IT-Arbeitsmarkt

Wenn der Headhunter dreimal klingelt

05.05.2008 von Anja Tiedge und Claus G. Schmalholz
Der IT-Branche fehlen Tausende Berufseinsteiger und erfahrene Experten. Gute Zeiten also für die Computer-Spezialisten: Sie können sich ihre Jobs aussuchen.

Das Angebot, das ein Headhunter Lutz Buchholz (41) am Telefon machte, war lukrativ: "Ich kann ihnen einen 200.000-Euro-Job bei einem bekannten IT-Unternehmen anbieten, der Standort ist in Südfrankreich bei Nizza." Doch der Ingenieur für Nachrichtentechnik lehnte lässig ab.
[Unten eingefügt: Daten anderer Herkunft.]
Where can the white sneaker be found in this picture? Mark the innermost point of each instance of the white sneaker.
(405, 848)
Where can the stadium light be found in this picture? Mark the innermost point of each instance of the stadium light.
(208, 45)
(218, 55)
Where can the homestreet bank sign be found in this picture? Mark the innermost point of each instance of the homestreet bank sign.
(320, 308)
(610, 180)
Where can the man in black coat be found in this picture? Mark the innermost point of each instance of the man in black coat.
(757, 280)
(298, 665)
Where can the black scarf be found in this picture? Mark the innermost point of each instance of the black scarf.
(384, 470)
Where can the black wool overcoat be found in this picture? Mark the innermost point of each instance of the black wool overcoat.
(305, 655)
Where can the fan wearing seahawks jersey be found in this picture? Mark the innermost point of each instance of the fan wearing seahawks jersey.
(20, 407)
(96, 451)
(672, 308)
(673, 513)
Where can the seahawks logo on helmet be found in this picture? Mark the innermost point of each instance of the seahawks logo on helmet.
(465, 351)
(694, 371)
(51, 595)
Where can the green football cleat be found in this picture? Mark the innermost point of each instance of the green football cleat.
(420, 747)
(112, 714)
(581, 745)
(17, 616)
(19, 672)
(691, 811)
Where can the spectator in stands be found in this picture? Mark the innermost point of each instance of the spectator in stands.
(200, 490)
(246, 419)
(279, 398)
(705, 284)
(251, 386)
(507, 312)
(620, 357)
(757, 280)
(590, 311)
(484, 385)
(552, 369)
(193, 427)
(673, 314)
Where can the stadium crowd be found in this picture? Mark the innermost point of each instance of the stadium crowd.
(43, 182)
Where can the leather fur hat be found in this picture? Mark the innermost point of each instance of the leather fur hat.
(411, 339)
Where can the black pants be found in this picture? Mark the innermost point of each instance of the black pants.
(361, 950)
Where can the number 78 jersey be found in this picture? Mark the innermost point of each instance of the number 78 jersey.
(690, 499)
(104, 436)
Er hatte keine Lust, mitsamt der Familie nach Frankreich umzuziehen.

Kurz danach kam wieder ein Angebot. Diesmal lockte ein Plus von 50 Prozent beim Gehalt, allerdings mit einem variablen Gehaltsanteil von ebenfalls 50 Prozent. Buchholz schlug das Angebot erneut aus.

Wichtiger war dem IT-Experten der "Wohlfühlfaktor". Buchholz wollte zwar aus dem Vertriebsjob bei EMC, einem der größten Unternehmen für Datenspeichertechnologie, aussteigen. Er wollte aber nicht den nächstbesten Job annehmen. Er suchte eine neue Aufgabe in der praktischen Umsetzung von IT-Projekten und ein Unternehmen, das ihm einen sicheren Arbeitsplatz für die nächsten zehn bis 15 Jahre bieten konnte. Diesen Job fand er schließlich über einen Personalberater bei Netapp, einem Unternehmen für Daten-Management. Hier berät er Großkunden bei der Installation von IT-Systemen zur Speicherung und Sicherung von Geschäftsdaten. Sein erfolgsabhängiger Gehaltsanteil beträgt 20 Prozent, für Buchholz genau das richtige Maß an monetärer Motivation.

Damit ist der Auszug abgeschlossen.